Our reliance on fossil fuels amplifies virtually every impact we exert on our environment. Yet fossil fuels have also helped to bring us the material affluence our society enjoys today. By exploiting the richly concentrated energy in coal, oil, and natural gas, we have been able to power the machinery of the industrial revolution, produce chemicals that boost crop yields, run vehicles and transportation networks, and manufacture and distribute countless consumer products. However, in extracting coal, oil, and natural gas, we are splurging on a one-time bonanza, because these fuels are nonrenewable and in finite supply.

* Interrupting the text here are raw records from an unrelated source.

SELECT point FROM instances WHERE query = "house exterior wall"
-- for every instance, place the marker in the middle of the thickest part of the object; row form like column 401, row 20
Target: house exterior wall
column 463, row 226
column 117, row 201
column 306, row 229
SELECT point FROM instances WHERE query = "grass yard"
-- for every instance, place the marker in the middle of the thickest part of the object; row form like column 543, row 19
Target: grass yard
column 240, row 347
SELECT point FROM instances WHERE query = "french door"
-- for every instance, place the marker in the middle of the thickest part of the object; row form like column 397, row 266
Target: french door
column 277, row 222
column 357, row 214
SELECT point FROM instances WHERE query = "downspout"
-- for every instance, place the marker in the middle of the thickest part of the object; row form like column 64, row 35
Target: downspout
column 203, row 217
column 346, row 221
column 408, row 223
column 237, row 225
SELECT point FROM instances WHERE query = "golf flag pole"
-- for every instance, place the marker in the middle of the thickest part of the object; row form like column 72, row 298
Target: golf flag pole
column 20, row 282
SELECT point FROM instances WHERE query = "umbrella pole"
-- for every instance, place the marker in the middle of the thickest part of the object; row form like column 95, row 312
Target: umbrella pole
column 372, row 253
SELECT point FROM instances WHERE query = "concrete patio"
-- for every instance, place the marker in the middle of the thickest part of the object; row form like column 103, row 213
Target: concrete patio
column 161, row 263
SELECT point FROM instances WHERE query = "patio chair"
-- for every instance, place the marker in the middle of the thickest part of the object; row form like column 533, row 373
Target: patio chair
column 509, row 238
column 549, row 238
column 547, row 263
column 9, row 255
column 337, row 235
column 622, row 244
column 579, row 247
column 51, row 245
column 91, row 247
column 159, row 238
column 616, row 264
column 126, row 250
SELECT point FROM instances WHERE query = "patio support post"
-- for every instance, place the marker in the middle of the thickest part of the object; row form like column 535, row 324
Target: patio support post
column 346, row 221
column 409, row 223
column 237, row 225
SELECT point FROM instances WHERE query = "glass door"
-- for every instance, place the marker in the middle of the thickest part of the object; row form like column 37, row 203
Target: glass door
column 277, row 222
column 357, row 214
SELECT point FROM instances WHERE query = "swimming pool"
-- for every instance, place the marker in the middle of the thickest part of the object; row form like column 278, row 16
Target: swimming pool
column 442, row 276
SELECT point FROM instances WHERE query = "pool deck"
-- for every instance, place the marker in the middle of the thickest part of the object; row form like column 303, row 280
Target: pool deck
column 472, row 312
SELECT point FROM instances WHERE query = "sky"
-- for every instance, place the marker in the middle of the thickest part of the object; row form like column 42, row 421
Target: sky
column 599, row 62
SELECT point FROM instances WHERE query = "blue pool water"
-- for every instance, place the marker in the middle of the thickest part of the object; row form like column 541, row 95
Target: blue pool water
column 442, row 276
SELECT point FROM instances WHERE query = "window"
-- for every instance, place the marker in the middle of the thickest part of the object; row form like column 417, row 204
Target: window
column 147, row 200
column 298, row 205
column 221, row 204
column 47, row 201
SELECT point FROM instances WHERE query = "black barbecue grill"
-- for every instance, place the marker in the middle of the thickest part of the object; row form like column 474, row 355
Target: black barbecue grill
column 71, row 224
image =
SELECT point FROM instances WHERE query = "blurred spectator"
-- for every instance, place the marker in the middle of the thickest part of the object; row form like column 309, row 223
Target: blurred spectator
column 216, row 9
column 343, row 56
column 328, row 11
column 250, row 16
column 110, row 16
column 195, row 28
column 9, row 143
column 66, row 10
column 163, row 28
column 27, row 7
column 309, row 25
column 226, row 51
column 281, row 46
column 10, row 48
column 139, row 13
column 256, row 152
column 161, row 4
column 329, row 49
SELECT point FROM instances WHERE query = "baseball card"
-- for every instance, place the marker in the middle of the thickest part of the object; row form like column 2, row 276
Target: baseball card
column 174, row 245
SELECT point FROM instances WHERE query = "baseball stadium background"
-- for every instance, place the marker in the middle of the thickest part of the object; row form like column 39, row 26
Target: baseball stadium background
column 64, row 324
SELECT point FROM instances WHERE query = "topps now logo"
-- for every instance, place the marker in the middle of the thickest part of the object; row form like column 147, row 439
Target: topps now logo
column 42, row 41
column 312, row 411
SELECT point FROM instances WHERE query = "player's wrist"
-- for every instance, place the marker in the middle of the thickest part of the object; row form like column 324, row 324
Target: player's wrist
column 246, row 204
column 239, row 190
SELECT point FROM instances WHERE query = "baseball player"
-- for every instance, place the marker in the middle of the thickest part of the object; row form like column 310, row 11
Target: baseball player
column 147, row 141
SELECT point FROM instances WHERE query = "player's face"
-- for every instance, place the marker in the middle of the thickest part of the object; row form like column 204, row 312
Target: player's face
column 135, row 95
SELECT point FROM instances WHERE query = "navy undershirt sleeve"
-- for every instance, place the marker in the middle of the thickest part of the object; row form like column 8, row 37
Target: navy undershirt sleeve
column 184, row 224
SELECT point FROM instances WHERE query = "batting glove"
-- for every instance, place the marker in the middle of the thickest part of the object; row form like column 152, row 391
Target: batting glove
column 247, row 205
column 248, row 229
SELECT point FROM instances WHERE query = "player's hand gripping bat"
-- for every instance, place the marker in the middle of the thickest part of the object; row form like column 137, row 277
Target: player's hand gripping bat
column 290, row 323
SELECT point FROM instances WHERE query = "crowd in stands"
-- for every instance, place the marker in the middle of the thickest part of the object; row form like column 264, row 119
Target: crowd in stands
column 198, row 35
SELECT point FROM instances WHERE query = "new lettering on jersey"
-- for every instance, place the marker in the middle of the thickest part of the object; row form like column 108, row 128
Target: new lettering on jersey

Attempts to reach further for new fossil fuel sources all seem to threaten more impacts for relatively less fuel. The energy choices we make now will greatly influence the quality of our lives for the rest of the 21st century and beyond. As a college student, you can help to design and implement sustainable solutions on your own campus. Proponents of campus sustainability seek ways to help colleges and universities reduce their ecological footprints. Although we tend to think of colleges and universities as enlightened and progressive institutions that benefit society, they also are centers of lavish resource consumption.
Classrooms, offices, research labs, residence halls, dining halls, sports arenas, and vehicle fleets all consume resources and generate waste. Together the 4500 campuses in the United States spend $400 billion each year on products and services and generate about 2% of U.S. carbon emissions. Reducing the ecological footprint of a campus can be challenging, but students, faculty, staff, and administrators on thousands of campuses are working together to make the operations of educational institutions more sustainable.